I am happy at least one doctor is on
our side. I knew this would happen one day, but Stephanie E. Rogers,
MD states that, “For the first time in human history,
adults older than age 65 will outnumber children younger than age 5.”
Then she continues, “In medical school, we receive training
in treating young patients during the pediatrics lecture series and
later in an extended clinical rotation, yet the training we receive
for treating geriatric patients is significantly lacking.”
This is sad, but it helps explain why
our doctors know so little about treating the people above 60 or 65
years of age. Despite recommendations of international regulatory
agencies, exclusion of older individuals from ongoing trials
regarding type 2 diabetes mellitus is frequent, higher than reported
for other age-related diseases. This exclusion limits the value of
the evidence that clinicians use when treating old, frail, and
complex patients with diabetes mellitus.
“Pediatric units are common at
most hospitals, where multidisciplinary teams including nurses and
pharmacists are specialized in treating children and most children
have access to an outpatient pediatrician. In contrast, few health
systems have adopted the specialized models that exist to provide
cost-effective care for older adults in hospitals, clinics, and at
home. Furthermore, plenty of research literature exists regarding
the care and treatment of children, while it is commonplace to
exclude older adults from clinical trials due to age or multiple
comorbidities, despite the fact that they are likely to benefit from
the study interventions.”
The presence of ageism (age
discrimination) is a glaring deficiency in our current health care
system. Ageism is the “systematic stereotyping of and
discrimination against people because they are old, in the way that
racism and sexism discriminate against skin color and gender.” Dr.

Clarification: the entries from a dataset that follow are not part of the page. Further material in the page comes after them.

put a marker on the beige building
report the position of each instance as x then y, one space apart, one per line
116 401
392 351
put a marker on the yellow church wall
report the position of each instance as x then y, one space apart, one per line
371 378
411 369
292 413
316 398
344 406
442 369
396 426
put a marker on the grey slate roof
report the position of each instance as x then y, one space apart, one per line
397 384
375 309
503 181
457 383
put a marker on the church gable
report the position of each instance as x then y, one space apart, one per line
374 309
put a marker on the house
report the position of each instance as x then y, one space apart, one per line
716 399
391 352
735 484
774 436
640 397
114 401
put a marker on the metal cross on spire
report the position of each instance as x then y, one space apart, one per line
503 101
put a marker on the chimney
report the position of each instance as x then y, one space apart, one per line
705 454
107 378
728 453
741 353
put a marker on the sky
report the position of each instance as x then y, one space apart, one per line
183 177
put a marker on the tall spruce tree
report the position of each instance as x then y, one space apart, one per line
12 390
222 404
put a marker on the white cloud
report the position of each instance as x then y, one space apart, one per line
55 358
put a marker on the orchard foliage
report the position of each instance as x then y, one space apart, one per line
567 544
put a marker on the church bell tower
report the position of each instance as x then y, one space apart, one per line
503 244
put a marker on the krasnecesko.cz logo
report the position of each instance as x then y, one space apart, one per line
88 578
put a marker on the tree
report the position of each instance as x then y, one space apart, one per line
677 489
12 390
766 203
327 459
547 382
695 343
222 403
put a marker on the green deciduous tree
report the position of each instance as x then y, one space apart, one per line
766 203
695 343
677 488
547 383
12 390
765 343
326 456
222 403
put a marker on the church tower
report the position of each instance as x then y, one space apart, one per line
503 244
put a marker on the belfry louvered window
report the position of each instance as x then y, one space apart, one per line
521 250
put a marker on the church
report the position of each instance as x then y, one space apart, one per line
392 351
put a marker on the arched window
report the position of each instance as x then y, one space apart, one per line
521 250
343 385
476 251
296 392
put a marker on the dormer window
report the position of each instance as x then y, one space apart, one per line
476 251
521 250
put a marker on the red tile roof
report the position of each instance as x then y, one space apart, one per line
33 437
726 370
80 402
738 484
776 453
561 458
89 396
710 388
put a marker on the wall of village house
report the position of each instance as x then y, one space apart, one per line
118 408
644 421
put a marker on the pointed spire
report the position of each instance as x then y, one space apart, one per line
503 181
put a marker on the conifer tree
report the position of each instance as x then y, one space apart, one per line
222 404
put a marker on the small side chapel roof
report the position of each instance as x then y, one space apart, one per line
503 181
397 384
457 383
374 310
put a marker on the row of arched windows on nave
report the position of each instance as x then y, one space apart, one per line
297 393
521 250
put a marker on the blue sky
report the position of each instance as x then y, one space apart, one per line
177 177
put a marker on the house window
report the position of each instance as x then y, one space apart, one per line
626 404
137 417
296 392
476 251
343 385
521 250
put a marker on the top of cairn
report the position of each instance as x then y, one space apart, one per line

Rogers said. “In our study published online today in the
Journal of General Internal Medicine, we report that this systematic
discrimination by doctors and hospitals leads to earlier functional
decline in patients. Using the Health and Retirement Study, a
nationally-represented sample of 6,017 adults older than age 50, we
found that 1 in 5 older adults reported experiencing discrimination
in the healthcare setting. Those who reported the most frequent
discrimination were more likely to have developed new or worsened
disability over the next 4 years. The most common reason reported
for this discrimination was age.”
Promoting health and well being for our
diverse population cannot be achieved without paying attention to the
precise needs of our aging nation. As a healthcare system, the U.S.
has neglected our future selves long enough. Our older patients
deserve devotion, in particular because of their age. Their long
life experience and contribution to society should allow them the
same attention and quality of care we offer to our children.
Clinical practice guidelines rarely
address the treatment of patients with three or more chronic
diseases, and such patients make up half of the population greater
than 65 years of age in the United States. When other aspects of
chronic disease management (e.g., dietary or other lifestyle
modifications, attending regular office visits, and laboratory
monitoring) are added, the burden on elderly patients and their
caregivers becomes onerous and, in many cases, unsustainable over
time.
Guidelines
and quality assurance initiatives largely ignore the issue of
marginal benefits of multiple medications as recommended by various
sets of treatment guidelines. The guidelines are all set up for
people under 60 years of age with only one chronic condition. The
elderly are discriminated because no research has been done to
determine how to treat people with multiple chronic conditions. Yet,
the so-called “experts” could care less about treating the
elderly.
By not
including the elderly in diabetes trials, our doctors have clinical
practice guidelines that rarely address the treatment of patients
with three or more chronic diseases, and such patients make up half
of the population greater than 65 years of age in the United States.
When other aspects of chronic disease management (e.g., dietary or
other lifestyle modifications, attending regular office visits, and
laboratory monitoring) are added, the burden on elderly patients and
their caregivers becomes onerous and, in many cases, unsustainable
over time. Guidelines and quality assurance initiatives largely
ignore the issue of marginal benefits of multiple medications as
recommended by various sets of treatment guidelines.
The guidelines are all set up for
people under 60 years of age with only one chronic condition. The
elderly are discriminated because no research has been done to
determine how to treat people with multiple chronic conditions. Yet,
the so-called “diabetes experts” and researchers could care less
about treating the elderly.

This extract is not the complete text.